The following is an article I wrote for The Inductive.

Within the international development community, a debate for the heart of the movement recently came to the fore with the IPO of Compartamos, the largest microfinance institution in Mexico.  Divisive and controversial, Compartamos’ decision to sell shares and publicly list on an exchange is perhaps the clearest manifestation of where the two sides diverge.  One side, led by Muhammad Yunus, founder of the Grameen Bank and winner of the Nobel Peace Prize in 2005, contends that, at its core, the sole fundamental mission of microfinance is poverty alleviation.  The other side argues that the goal must be maximizing profit and, more specifically, ROE (return on equity) – extending services to a previously unbanked population and expanding via revenue growth.  Just about everyone has an opinion on the decision and, at the very least, it allows for a great philosophical and economic debate about the most effective way to assist the billions of people who live below the poverty line.

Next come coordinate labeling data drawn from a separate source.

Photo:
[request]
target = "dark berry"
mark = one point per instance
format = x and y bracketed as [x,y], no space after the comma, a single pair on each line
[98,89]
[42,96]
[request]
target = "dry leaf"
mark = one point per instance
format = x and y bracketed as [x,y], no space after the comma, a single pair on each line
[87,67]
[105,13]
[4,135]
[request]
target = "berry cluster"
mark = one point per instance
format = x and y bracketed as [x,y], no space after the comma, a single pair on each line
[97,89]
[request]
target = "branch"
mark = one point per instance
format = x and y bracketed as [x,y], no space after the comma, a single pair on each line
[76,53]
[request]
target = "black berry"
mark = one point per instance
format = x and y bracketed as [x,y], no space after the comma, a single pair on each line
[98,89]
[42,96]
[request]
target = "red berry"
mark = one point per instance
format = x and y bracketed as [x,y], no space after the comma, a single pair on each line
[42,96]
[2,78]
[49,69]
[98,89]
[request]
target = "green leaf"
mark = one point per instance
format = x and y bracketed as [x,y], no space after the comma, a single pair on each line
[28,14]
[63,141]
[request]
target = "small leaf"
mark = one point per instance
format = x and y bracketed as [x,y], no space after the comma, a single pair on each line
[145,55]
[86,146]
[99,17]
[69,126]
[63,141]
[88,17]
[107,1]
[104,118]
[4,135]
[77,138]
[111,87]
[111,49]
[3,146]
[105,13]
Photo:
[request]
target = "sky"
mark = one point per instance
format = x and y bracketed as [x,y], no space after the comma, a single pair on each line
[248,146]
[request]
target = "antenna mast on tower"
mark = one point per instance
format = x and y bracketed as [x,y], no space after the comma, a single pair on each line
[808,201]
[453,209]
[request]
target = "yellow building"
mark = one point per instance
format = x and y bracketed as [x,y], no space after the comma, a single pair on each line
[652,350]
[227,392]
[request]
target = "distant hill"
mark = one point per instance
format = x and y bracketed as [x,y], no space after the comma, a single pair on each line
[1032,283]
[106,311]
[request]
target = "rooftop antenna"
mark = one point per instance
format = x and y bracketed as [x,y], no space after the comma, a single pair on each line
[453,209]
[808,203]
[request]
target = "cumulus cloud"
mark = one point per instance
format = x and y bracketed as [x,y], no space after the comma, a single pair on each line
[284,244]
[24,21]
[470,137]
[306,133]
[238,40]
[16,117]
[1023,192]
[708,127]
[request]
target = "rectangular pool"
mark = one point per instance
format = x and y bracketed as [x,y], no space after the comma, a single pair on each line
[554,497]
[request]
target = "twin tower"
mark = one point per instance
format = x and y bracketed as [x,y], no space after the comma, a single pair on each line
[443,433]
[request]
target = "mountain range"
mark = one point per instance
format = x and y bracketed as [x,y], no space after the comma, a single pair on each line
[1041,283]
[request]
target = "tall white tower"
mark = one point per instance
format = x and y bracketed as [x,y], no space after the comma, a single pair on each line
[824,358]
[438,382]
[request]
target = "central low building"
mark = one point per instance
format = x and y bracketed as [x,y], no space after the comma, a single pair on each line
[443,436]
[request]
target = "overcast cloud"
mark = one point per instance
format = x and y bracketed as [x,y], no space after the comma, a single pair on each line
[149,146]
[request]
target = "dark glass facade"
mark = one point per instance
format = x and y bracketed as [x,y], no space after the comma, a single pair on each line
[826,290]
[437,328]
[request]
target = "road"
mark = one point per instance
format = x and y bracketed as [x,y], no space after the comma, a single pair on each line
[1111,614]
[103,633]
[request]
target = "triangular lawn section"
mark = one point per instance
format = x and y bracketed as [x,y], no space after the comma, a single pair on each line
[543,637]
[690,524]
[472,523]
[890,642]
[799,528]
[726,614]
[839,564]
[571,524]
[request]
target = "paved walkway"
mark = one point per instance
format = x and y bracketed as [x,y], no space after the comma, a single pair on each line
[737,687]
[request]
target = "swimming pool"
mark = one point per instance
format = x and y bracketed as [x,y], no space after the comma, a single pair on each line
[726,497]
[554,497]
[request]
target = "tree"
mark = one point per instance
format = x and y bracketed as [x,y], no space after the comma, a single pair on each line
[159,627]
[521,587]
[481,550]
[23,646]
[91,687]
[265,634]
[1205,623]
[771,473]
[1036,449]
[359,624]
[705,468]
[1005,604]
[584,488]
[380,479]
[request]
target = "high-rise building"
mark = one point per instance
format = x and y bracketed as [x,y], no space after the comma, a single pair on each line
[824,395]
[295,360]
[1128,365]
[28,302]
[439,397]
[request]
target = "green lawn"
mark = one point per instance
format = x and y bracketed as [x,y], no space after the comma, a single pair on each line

It’s necessary to first give a little background on microfinance and its role in economic development.  Without going into too many specifics, microfinance describes the provision of financial services to individuals below the poverty line with no material collateral.  Microcredit, specifically, refers to the disbursal of small loans – generally between $50 and $1,000, depending on the sophistication of the institution and the industry in general (average loan with Compartamos is $623) – to individuals that cannot access credit via the traditional banking system.  Given their small size, the cost of servicing these loans, as a percentage of the total, is high.  Remember: it costs the same amount to service a $10,000 loan as it does a $100 loan (salaries, office materials, etc.), and these microfinance institutions often have to track down the borrowers on a weekly basis to collect the interest and principle.  In other words, interest on microfinance loans are higher than one might think appropriate.  In the United States, 50% for a loan may seem exorbitant.  But, when you look at it relative to the alternatives (up to 800% from loan sharks) and the fact that these loans are expensive to service, high interest rates are a necessity.  But at what level are interest rates exorbitant, even for an MFI?  This is the question at the heart of the Compartamos debate.